For me it's kind of an iron discipline and a routine daily, the same thing over and over. I have recently begun to use Twitter as a kind of performance space and the performance is this: here you have entrée to the glamorous life of an international literary celebrity, moi. But really it's a shtick. And the shtick is I'm a schmuck like anybody else. So the first selfie I ever took, for instance, I was showing the tweetsters me cleaning the muck out of the pond and I had two beautiful buckets of black muck and I leaned over to photograph them and I realized wait a minute, my face is showing in the muck so I took a muck selfie. So, I'm having fun I'm joking. I take a picture make a clip, of course, but this is my daily life. And I think underneath it all is a serious intent and that is to answer the question you just asked, my routine. I need it so desperately so I show them, I love a shtick also, I show them the same thing every day, the same street scene in the morning, the same blank screen. And then I talk about what I'm working on. And then the screen goes blank for a while because I'm working. So I do kind of emphasize that, particularly with a long project, you have to stay at it and it doesn't always go well but you have to fight through all of those bad moments.

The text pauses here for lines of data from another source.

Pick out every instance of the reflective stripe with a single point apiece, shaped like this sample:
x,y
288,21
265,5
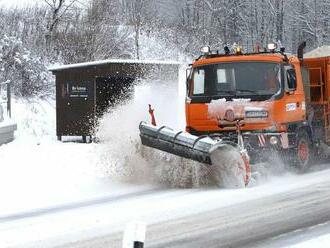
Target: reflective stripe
x,y
262,140
285,140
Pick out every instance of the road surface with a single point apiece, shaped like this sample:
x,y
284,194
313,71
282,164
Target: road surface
x,y
180,217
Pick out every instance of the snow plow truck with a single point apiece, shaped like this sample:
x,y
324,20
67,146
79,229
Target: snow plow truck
x,y
242,107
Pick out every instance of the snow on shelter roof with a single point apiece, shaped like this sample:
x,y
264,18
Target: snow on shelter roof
x,y
113,61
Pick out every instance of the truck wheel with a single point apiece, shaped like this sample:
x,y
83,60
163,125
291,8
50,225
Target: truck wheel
x,y
303,152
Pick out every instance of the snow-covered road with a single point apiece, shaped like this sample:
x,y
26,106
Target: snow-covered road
x,y
69,194
180,217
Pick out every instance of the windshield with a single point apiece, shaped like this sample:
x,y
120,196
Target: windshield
x,y
237,79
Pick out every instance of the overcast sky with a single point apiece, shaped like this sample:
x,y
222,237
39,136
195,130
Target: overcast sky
x,y
18,3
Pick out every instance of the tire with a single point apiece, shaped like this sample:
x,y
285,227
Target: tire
x,y
303,153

Writers block is the kind of thing that does make you use that gun, or at the very least you wind up wrapped in chains in a suburb basement of a mental hospital. You can't go there. Yes, of course, I have periods in which it's not working, but I try to work through it. I just did delivered a new book of short stories to my publisher for next year and I was drumming myself off to start doing this in January after I delivered The Terranauts last fall and I just couldn't come up with anything. It just wasn't working and it took me a while until finally the first story began to come and it was so hard and I read it over and over. But then a little s period blossomed and I wound up writing the seven that I needed to complete the collection, until very recently when I'm now starting to do research for a new novel. So yes, you do have periods where you're not inspired, but if you're an artist all you want to do is make art. So that's a tremendous motivating factor. I mean I do occasionally make love to my wife and once in a while have a nice meal, clean up the house, take the dog for a walk, but basically I'm living in order to make art.